(director/writer: Woody Allen; screenwriter: Marshall Brickman; cinematographer: Carlo Di Palma; editor: Susan E Morse; cast: Jerry Adler (Paul House), Lynn Cohen (Lillian House), Diane Keaton (Carol Lipton), Anjelica Huston (Marcia Fox), Woody Allen (Larry Lipton), Alan Alda (Ted), Ron Rifkin (Sy), Joy Behar (Marilyn), William Addy (Jack The Super), Melanie Norris (Helen Moss), Zach Braff (college son of the Liptons); Runtime: 108; MPAA Rating: PG; producer: Robert Greenhut; Tri-Star Pictures; 1993)
“An engaging life imitates art comedy/crime drama.”

Reviewed by Dennis Schwartz

Typical funny Woody Allen(“Annie Hall”/”Manhattan”/”Hannah and Her Sisters”) flick, where he’s the co-writer with Marshall Brickman, star and director. Woody teams up with Diane Keaton, for the first-time since the 1970s, as she gets the co-starring part meant for Mia Farrow (with Mia and Woody during filming going through an unpleasant custody battle). It’s an engaging life imitates art comedy/crime drama that might be a trifle and its complex plot too preposterous, but it gleefully entices film buffs with referenced films such as Double Indemnity, The Last Year at Marienbad, Rear Window and Welles’ Lady from Shanghai. Though it drags somewhat in the middle part, overall there’s something special about Woody doing his nebbish neurotic thing that provokes laughter.

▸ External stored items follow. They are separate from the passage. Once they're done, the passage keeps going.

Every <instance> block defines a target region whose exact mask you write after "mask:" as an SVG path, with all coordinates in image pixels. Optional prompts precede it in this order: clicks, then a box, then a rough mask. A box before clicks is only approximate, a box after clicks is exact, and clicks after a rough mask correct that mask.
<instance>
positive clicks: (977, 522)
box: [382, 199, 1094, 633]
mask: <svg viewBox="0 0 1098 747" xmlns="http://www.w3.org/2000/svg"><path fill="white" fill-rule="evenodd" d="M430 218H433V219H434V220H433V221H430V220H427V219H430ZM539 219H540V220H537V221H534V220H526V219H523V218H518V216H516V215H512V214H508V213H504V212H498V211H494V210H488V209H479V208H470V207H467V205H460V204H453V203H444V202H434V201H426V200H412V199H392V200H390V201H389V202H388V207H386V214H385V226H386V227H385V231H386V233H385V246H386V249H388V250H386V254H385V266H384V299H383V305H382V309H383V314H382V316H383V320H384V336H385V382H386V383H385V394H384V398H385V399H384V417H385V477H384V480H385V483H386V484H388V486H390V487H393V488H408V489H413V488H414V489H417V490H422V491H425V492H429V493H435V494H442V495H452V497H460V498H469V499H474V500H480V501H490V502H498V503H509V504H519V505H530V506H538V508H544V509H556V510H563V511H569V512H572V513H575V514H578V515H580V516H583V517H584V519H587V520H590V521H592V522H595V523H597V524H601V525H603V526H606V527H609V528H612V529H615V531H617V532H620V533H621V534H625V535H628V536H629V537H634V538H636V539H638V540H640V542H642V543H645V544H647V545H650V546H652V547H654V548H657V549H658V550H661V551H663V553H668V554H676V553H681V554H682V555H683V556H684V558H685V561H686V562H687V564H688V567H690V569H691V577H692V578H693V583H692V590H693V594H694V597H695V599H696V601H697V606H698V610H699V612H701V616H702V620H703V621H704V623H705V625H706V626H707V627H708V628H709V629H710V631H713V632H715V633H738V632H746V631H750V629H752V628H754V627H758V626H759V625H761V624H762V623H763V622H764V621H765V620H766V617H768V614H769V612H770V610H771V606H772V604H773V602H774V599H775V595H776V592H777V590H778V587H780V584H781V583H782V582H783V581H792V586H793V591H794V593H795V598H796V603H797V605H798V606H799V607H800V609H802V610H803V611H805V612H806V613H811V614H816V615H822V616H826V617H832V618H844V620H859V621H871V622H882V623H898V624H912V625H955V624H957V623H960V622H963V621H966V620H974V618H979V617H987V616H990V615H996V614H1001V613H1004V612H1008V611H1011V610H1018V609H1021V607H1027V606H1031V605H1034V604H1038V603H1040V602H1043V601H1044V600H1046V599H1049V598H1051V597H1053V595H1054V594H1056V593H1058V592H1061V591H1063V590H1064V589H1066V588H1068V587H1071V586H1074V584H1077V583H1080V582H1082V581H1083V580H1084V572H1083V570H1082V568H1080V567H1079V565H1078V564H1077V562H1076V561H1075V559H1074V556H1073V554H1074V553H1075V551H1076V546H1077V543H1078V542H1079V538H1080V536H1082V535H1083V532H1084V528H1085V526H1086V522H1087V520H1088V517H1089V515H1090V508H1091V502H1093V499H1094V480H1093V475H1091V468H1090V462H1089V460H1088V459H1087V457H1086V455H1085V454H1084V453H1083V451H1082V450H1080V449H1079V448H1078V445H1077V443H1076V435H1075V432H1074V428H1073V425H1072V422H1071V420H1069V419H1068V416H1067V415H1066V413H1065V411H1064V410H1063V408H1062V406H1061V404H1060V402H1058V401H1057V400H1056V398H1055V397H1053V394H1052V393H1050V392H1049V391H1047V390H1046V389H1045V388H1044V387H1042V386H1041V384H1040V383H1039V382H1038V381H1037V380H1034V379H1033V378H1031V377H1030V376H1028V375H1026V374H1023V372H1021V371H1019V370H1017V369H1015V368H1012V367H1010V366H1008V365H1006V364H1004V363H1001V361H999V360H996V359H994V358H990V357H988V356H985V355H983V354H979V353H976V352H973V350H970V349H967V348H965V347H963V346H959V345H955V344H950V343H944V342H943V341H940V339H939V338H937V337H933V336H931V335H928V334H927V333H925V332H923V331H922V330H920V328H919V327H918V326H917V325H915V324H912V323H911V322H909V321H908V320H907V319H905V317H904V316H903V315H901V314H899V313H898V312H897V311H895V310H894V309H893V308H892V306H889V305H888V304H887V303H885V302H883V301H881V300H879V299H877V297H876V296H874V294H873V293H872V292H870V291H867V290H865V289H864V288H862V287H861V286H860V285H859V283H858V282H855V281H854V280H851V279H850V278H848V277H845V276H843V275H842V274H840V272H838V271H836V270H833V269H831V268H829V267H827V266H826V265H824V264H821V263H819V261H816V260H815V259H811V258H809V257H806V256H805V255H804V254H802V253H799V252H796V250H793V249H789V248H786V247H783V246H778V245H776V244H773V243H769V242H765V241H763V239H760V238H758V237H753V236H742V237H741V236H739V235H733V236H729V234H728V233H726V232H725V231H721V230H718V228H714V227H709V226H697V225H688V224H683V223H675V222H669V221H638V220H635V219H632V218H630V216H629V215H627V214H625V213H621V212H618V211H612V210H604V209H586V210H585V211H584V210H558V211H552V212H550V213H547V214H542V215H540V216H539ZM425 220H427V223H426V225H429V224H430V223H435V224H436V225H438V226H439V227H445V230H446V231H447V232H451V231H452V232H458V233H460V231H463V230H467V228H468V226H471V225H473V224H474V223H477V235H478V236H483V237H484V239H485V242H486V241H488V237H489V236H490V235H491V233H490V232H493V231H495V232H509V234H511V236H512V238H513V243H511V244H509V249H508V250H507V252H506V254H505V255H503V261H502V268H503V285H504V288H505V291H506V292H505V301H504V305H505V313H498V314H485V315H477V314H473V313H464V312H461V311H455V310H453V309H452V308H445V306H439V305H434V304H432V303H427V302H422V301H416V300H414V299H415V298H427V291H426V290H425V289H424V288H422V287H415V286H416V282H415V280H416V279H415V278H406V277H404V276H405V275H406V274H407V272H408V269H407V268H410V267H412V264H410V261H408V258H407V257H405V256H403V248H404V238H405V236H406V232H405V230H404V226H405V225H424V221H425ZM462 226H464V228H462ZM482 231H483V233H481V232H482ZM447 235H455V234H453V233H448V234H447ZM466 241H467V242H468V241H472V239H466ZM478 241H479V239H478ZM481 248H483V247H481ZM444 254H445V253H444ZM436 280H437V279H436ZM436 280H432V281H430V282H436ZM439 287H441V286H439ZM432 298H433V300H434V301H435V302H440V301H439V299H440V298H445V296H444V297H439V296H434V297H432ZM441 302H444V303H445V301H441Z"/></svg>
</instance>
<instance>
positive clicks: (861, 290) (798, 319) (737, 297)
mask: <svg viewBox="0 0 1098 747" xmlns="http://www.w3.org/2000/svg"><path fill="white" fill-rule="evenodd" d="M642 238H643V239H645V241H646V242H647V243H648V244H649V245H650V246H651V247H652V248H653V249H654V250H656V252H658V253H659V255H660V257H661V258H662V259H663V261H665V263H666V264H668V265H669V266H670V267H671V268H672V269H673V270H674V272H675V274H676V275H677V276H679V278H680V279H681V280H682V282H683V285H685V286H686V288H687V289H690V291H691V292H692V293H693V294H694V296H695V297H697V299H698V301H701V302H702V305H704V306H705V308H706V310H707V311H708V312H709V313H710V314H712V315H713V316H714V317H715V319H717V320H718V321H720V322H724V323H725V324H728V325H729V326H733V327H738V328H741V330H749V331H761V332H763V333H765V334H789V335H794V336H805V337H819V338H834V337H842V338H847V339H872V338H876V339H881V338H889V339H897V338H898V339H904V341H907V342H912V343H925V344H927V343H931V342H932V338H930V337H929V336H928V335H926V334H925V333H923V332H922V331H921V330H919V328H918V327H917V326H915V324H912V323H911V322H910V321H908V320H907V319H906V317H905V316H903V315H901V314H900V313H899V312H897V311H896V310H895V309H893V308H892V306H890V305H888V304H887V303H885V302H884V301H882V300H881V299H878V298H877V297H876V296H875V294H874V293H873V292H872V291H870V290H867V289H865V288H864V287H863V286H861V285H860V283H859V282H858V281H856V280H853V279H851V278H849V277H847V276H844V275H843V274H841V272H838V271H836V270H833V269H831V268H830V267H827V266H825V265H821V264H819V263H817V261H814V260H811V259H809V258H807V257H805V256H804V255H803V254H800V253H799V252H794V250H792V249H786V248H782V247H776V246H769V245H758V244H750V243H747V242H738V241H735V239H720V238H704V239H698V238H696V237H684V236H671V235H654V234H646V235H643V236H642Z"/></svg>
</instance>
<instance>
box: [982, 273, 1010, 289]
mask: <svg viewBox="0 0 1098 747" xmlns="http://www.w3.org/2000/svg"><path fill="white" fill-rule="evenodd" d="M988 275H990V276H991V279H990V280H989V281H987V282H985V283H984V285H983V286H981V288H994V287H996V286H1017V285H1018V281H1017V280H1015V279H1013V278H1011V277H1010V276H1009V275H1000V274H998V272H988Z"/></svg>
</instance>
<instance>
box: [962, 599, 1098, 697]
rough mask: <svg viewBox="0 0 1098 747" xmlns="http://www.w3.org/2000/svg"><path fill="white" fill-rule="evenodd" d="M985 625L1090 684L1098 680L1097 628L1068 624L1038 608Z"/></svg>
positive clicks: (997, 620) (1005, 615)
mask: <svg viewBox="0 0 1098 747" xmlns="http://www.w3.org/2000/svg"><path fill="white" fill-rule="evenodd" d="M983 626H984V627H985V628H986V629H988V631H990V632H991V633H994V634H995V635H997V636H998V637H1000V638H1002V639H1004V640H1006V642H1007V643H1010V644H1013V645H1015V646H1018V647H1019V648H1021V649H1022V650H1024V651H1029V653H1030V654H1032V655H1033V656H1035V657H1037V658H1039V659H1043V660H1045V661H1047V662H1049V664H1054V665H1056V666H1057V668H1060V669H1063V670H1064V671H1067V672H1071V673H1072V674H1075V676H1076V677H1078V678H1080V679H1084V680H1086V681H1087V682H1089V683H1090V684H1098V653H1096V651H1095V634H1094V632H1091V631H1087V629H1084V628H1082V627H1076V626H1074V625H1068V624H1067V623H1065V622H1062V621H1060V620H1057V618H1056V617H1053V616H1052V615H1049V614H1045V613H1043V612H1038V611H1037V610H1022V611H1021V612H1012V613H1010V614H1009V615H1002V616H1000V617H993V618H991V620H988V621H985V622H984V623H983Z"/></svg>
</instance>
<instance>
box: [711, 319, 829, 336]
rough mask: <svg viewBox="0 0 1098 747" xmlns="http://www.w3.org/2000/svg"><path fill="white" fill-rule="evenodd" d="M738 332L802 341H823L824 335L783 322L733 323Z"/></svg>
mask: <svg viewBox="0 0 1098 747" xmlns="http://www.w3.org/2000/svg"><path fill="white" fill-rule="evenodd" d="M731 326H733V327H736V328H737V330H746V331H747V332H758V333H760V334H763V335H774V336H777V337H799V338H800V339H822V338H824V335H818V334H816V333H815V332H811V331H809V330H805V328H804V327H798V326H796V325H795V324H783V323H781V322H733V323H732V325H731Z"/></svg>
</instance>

Woody plays the middle-aged nervous wise-cracking book editor Larry Lipton, a Bob Hope-like movie coward, caught up with his nosy aspiring restaurant owner wife, Carol (Diane Keaton), who has too much time on her hands with the couple’s son attending Brown University. This leads wifey into investigating the doctor verified coronary death of their Manhattan next-door neighbor’s elderly wife Lillian House (Lynn Cohen). Because the kindly new widow Paul House (Jerry Adler) is not grieving for his long-time wife’s recent death and is instead acting cheery, Carol suspects him of murdering his wife and conducts an investigation with her sympatico adventurous divorced old playwright pal from New Jersey Ted (Alan Alda), someone Larry’s jealous of. When Lillian is spotted by Carol alive on a Manhattan crosstown bus hubby, to enliven his long-time dull marriage, changes his initial negative response to the investigation and joins in getting additional help from his imaginative sexy poetess client Marcia Fox (Anjelica Huston). Things perk up when revival cinema house owner House is tailed by Ted and Carol and spotted with gorgeous model Helen Moss (Melanie Norris). Also a player in the crime mystery is House’s long-time theater assistant Marilyn (Joy Behar), who is loyal to the boss and willingly provides alibis for him when needed.

The goofy film plays light with familiar old movie scenes of vanishing corpses, bumbling amateur sleuths, and a bickering couple obsessed with playing detective. The pic works since most of Woody’s one-liners hit the mark and its strange whodunit denouement is whacky enough to keep your attention throughout.